A kingdom is ruled by a king. A duchy is ruled by a duke. A caliphate is ruled by a caliph. In this line of reasoning, many people, very logically, argue that an empire is, by definition, ruled by an emperor. If "empire" is defined as a state ruled by an emperor, then the U.S. Is obviously not an empire. However, fore more than one hundred years, there has been a different usage and definition of empire that no one has as yet acknowledged.
It is often said (by one of the "yes" responders for example) that an empire is a state that uses war to expand. However, this is not at all how the word is used. In historical and modern usage, an "empire" invariably refers to a state that controls other states and uses them for its own benefit. Think about it. The Roman empire existed for the glorification of Rome. The British empire existed for the benefit of Britain. Now Britain is an important example because we should note that it is the BRITISH empire, not the ENGLISH or SCOTTISH one. England and Scotland were on an equal footing. Neither controlled the other, and they both benefitted from the possessions of the BRITISH empire.
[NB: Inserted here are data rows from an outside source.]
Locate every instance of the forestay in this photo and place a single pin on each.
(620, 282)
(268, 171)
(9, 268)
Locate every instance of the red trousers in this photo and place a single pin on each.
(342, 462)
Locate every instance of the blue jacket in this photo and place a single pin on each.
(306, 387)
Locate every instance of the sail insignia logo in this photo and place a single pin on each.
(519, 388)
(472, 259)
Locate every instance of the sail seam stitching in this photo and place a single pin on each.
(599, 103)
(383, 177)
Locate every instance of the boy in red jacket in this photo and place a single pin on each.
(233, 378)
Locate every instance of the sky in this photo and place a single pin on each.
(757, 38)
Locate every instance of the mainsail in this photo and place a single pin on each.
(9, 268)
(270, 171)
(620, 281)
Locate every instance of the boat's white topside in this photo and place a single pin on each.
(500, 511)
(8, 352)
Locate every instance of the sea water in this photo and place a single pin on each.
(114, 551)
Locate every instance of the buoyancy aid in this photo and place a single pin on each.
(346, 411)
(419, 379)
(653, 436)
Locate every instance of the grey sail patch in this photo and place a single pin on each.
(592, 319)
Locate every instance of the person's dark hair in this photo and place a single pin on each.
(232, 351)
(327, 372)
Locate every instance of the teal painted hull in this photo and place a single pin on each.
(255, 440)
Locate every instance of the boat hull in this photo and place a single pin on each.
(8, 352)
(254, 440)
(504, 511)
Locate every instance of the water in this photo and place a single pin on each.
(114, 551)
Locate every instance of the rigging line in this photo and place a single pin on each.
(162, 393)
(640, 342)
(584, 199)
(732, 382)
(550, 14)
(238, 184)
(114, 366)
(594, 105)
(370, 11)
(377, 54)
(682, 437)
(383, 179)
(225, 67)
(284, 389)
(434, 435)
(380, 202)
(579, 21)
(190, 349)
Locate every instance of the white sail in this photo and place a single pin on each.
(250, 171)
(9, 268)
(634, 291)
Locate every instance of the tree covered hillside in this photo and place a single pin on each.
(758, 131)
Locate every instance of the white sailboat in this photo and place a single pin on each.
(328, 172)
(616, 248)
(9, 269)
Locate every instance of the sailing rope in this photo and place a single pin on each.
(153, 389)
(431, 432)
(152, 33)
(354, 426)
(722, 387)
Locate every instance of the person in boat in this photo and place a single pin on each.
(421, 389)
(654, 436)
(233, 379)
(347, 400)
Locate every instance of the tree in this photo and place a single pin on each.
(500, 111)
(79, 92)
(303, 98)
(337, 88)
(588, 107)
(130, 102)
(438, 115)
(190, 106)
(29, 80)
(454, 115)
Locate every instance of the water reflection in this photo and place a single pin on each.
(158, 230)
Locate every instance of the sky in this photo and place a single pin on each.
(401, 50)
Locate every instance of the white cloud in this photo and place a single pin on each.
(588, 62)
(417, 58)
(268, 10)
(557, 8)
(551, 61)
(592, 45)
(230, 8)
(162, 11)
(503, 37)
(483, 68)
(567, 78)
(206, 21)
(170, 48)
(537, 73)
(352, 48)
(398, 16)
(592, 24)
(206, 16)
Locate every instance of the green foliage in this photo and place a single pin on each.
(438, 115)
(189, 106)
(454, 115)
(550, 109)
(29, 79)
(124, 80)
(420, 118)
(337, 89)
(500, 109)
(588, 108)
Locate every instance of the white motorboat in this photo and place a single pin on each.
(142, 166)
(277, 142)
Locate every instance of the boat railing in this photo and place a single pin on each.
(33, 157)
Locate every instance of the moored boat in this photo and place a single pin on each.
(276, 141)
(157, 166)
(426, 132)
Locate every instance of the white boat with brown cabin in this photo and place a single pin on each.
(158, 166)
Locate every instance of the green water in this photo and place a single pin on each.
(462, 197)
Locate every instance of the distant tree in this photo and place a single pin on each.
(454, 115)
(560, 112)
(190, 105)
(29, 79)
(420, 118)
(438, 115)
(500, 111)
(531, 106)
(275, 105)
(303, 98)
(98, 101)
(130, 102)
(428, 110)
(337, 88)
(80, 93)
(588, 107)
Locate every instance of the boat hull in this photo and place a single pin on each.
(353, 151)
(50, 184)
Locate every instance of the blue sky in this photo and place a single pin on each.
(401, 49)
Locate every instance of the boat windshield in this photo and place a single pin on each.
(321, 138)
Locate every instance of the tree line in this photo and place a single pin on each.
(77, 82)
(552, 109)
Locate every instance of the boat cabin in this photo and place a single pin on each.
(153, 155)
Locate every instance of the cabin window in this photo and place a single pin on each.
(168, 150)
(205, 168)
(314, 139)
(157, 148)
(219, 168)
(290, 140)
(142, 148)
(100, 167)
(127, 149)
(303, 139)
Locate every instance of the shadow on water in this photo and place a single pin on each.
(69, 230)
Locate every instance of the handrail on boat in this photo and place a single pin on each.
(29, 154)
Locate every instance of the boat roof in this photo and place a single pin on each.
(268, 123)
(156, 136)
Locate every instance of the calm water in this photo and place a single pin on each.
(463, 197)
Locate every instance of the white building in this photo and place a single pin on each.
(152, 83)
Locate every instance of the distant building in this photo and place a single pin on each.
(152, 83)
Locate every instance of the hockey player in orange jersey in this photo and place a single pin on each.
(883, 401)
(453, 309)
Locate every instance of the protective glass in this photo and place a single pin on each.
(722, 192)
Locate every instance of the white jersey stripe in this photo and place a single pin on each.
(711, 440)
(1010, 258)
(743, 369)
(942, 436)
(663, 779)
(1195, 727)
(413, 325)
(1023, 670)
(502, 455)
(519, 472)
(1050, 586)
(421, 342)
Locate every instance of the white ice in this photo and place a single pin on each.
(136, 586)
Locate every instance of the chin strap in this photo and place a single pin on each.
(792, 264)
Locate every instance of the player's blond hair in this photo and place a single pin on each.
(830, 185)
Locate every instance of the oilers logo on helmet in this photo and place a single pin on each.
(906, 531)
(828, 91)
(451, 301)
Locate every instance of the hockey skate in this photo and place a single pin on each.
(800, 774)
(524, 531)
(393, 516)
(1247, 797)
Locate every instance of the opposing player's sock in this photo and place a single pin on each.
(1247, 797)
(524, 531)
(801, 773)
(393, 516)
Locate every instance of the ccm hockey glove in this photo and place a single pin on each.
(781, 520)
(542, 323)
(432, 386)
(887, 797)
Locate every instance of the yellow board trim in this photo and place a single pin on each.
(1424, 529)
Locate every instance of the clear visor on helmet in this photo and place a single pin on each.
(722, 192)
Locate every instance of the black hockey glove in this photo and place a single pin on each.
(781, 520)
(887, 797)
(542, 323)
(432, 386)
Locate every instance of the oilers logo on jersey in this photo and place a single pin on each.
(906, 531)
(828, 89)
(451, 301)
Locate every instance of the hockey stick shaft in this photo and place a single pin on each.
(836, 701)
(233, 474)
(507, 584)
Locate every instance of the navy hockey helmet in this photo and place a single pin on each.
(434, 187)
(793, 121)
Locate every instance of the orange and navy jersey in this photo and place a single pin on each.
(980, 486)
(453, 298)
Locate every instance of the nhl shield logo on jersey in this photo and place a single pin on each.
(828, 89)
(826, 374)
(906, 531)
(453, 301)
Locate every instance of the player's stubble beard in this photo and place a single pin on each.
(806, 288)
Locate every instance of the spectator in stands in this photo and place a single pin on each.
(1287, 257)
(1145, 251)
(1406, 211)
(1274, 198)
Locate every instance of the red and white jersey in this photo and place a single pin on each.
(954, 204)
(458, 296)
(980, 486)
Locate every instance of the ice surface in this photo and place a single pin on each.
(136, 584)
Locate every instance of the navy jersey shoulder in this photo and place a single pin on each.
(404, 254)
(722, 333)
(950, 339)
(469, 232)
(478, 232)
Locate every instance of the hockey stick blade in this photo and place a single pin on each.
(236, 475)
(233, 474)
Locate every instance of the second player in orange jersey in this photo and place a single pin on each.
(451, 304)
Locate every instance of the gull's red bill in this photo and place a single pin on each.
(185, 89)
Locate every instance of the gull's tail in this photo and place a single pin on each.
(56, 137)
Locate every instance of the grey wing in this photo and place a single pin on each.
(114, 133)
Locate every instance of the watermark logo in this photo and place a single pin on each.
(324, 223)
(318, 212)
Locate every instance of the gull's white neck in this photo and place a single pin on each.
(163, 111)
Japan, although it was ruled by an emperor for centuries during the medieval period, was not called the Japanese empire until it started taking over other countries and using them in the twentieth century.
Now look at the U.S. It is true that the U.S. Is made up of land conquered from Native Americans, and it is true that the U.S. Owns Puerto Rico, but neither of these things make the U.S. And empire. As I have stated, the fact that the land was conquered is irrelevant. All countries conquered their land from somebody at some point in history. Puerto Rico is a different issue.
Puerto Rico has been offered statehood by the U.S. Statehood would mean that Puerto Rico would be on an equal footing with the rest of the U.S., much like England and Scotland. It would not be any more subject to the "American empire" than Ohio. With an empire, the holdings of the empire are subjugated against their will, but Puerto Rico has voluntarily turned down the offer for statehood. Thus, Puerto Rico does not make the U.S. And empire.
Most people who claim that the U.S. Is an empire point to the many U.S. Military interventions. However, this also does not make the U.S. An empire. The purpose of these military interventions is to put U.S. Friendly leaders in power, but that is in the context of geo-political manuevering. When a U.S. Friendly leader is put in power, the U.S. Gains a strategic ally, but not control over that country. The U.S. Does not gain any control over natural resources or trade agreements that are the hallmarks of empire.
America could arguably be called an empire, if we were to base our description off of events during the 19th century. However, in the past century it has hardly proven itself to be imperialistic at all. In most cases, the United States has fought for the defense of its people, allies, and values.
The USA has its fair share of land gotten from indpendence. The USA is a country, and most definitely not an empire. The definition of 'empire' is, "An extensive group of states or countries under a single supreme authority, formerly esp. An emperor or empress".
Yes, the USA is a group of states, but it is not under a single authority. The USA is governed by the president, congress, senate, the house, and more. None of these authorities are "supreme" and no position is or has ever been called "emperor or empress".